World Anti-Doping Agency (WADA) Removes CBD From 2018 List of Prohibited Substances

Muitos atletas em vários esportes não puderam usar o CBD porque a Agência Mundial Antidoping (WADA) atualmente o listou como uma substância proibida. No entanto, a WADA divulgou recentemente sua lista proibida atualizada para 2018 e CBD não será mais proibido para uso por atletas

É importante notar que o tetrahidrocanabinol (THC), o componente psicoativo mais conhecido da cannabis e seus derivados ainda estão na lista proibida para 2018. Como resultado, os atletas que desejam usar o CBD devem garantir que os produtos que usam não contenham THC.

De acordo com Agência Anti-Doping dos EUA (USADA), As isenções de uso terapêutico só serão consideradas para usos legais, aprovados pela FDA, do THC com medicamentos prescritos, como Dronabinol e Marinol. A lista proibida da WADA afirma que fontes canabinóides naturais, como cannabis, haxixe e maconha, bem como canabinóides sintéticos, como o Δ9-tetrahidrocanabinol e outros cannabimiméticos, continuam proibidos.

O fato de a cannabis ter sido incluída na lista de substâncias proibidas para atletas após o surto de pânico antidrogas não é um mistério.

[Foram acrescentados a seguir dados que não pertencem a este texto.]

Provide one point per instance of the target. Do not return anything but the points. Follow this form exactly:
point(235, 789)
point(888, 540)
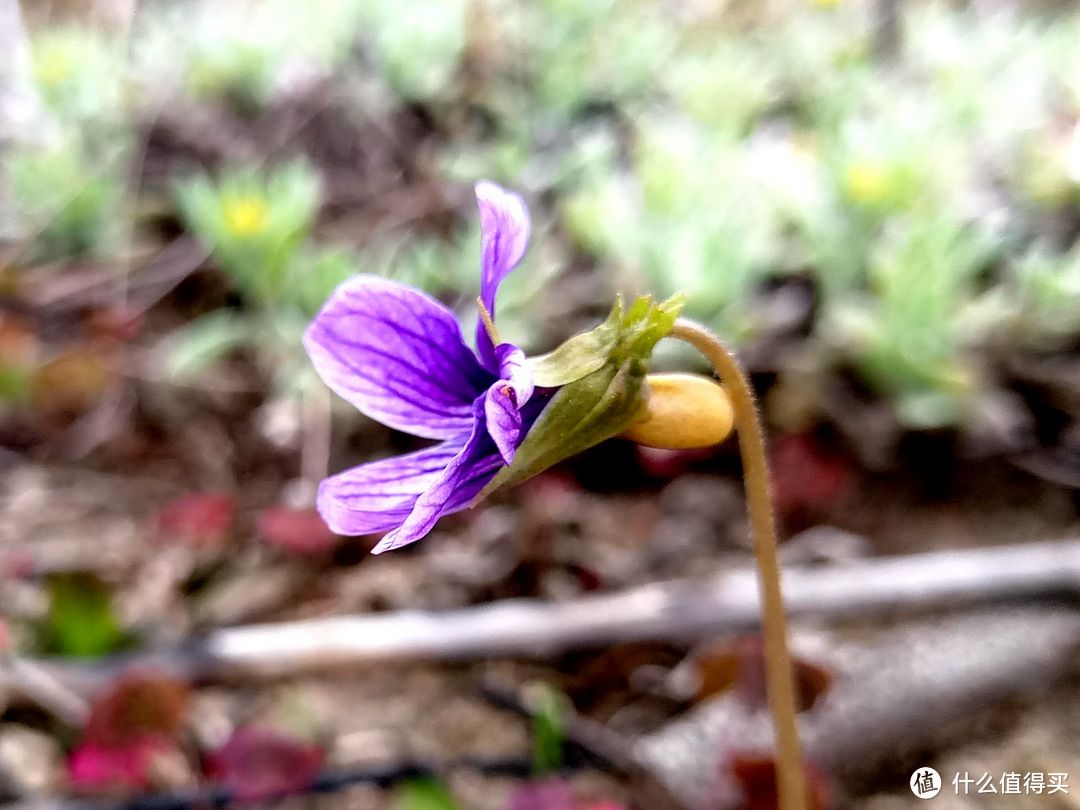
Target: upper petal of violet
point(504, 234)
point(397, 355)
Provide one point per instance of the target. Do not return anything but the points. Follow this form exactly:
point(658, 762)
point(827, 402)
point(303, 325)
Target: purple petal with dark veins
point(397, 355)
point(379, 496)
point(451, 490)
point(515, 370)
point(503, 419)
point(504, 234)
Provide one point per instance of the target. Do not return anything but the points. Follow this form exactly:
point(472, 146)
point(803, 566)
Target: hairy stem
point(779, 678)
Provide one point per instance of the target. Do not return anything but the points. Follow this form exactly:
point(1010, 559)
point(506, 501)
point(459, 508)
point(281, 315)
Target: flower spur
point(400, 358)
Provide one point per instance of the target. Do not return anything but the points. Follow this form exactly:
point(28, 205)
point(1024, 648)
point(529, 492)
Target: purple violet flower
point(399, 355)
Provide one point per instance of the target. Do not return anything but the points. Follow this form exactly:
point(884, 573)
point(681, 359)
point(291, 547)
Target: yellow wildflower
point(53, 67)
point(867, 183)
point(245, 216)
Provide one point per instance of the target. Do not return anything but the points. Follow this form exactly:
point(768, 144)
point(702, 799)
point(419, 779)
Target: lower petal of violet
point(503, 419)
point(454, 489)
point(380, 495)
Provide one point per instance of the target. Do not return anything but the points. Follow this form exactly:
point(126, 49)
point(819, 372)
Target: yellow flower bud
point(683, 412)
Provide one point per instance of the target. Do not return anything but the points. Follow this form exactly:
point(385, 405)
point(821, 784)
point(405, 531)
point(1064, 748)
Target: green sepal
point(601, 403)
point(580, 355)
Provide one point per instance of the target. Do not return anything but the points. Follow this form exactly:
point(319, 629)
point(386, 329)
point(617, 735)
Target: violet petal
point(397, 355)
point(453, 489)
point(503, 419)
point(504, 234)
point(380, 495)
point(515, 370)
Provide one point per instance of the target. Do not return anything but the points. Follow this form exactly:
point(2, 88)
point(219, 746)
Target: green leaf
point(81, 621)
point(548, 733)
point(203, 342)
point(423, 794)
point(578, 356)
point(599, 405)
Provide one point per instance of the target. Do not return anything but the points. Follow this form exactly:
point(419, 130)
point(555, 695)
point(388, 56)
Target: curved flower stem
point(779, 678)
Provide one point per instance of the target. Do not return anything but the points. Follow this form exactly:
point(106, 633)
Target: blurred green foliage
point(81, 621)
point(927, 185)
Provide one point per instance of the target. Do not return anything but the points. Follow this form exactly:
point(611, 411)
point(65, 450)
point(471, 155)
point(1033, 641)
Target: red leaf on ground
point(258, 763)
point(115, 323)
point(757, 779)
point(548, 794)
point(296, 530)
point(807, 476)
point(138, 705)
point(201, 520)
point(739, 664)
point(658, 462)
point(94, 767)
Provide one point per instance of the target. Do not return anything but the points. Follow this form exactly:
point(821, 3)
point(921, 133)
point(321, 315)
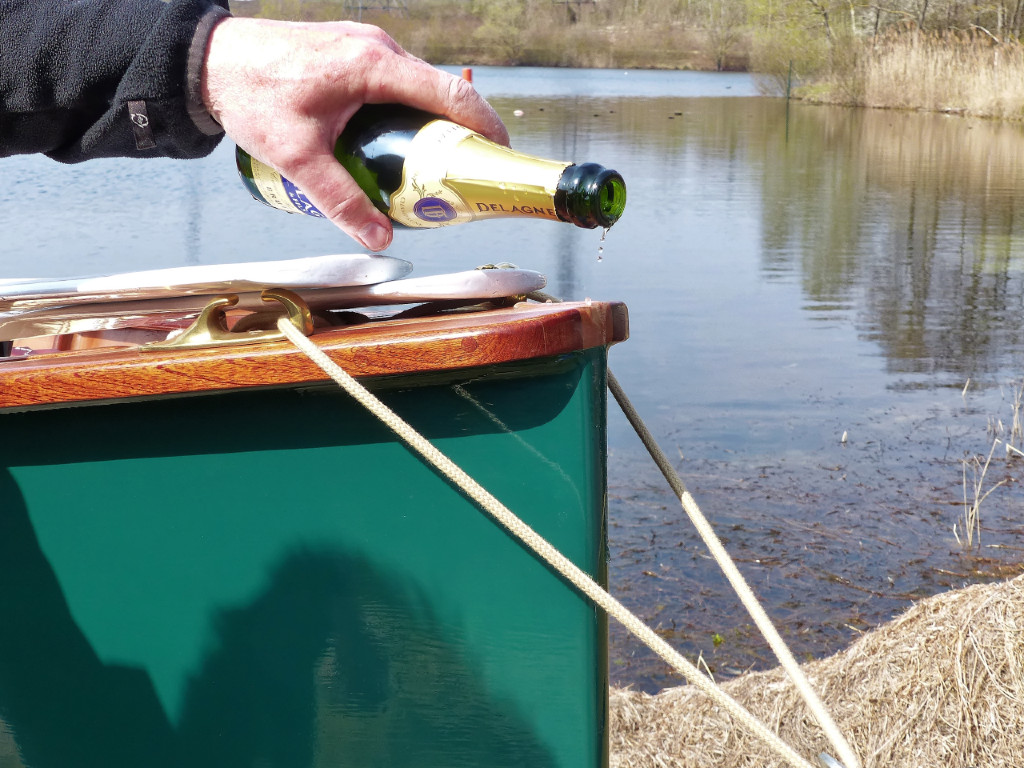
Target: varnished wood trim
point(389, 347)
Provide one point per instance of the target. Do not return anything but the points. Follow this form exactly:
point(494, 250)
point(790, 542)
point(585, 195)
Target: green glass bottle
point(424, 171)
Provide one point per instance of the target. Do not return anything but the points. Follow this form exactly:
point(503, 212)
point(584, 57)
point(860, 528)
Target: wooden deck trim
point(388, 347)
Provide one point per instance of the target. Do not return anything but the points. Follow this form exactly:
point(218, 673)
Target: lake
point(826, 329)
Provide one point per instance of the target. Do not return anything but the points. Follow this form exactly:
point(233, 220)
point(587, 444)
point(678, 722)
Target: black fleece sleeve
point(82, 79)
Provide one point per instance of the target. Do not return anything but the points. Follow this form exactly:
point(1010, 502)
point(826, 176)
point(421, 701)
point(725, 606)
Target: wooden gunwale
point(382, 348)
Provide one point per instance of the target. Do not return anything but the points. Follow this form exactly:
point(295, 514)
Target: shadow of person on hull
point(331, 663)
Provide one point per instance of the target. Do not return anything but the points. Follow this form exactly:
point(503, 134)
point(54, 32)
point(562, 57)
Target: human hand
point(284, 91)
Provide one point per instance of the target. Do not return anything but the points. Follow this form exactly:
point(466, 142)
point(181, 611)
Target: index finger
point(415, 83)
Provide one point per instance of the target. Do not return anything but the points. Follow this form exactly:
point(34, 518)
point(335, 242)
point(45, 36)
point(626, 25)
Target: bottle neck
point(590, 196)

Quando se trata de maconha – uma forma de cânhamo com alto teor de THC psicoativo – a questão é simples. Embora possa parecer que a erva daninha, com seu efeito sonolento é o oposto de um doping, ela é realmente considerada um melhorador de desempenho devido ao seu efeito broncodilatador – portanto, sua exclusão do esporte profissional é bastante justificada. 

A história dos esteróides e outras drogas e as Olimpíadas é muito parecida com um desenho animado “Tom and Jerry”. Desde os primeiros testes, que datam de 1968, as Olimpíadas foram atormentadas com exames positivos para todos os tipos de drogas para melhorar os esportes..

Todos os anos, novos testes são lançados e, a cada ano, novos análogos químicos são criados para enganar os laboratórios. O jogo do gato e do rato continua até hoje.

Mas o paradoxo é claro. Usar drogas para supercarregar o desempenho de alguém acima do seu potencial máximo é uma coisa – trapaça; consumir derivados de plantas naturais para se recuperar da intensidade do atletismo é outra coisa totalmente.

Aqui a questão parece mais simples: apelos cada vez mais altos dos atletas e cientistas, combinados com a capacidade do CBD de reduzir o uso de substâncias realmente perigosas (opiáceos) e certos benefícios para os usuários (embora não fortes o suficiente para lhes proporcionar uma vantagem injusta) fazer a remoção do CBD da lista de substâncias proibidas apenas uma questão de tempo. Pode-se esperar que (como é o caso de outras leis relacionadas ao cânhamo) depois de ser aprovado pelo legislador americano, o canabidiol será prontamente aceito em todo o mundo..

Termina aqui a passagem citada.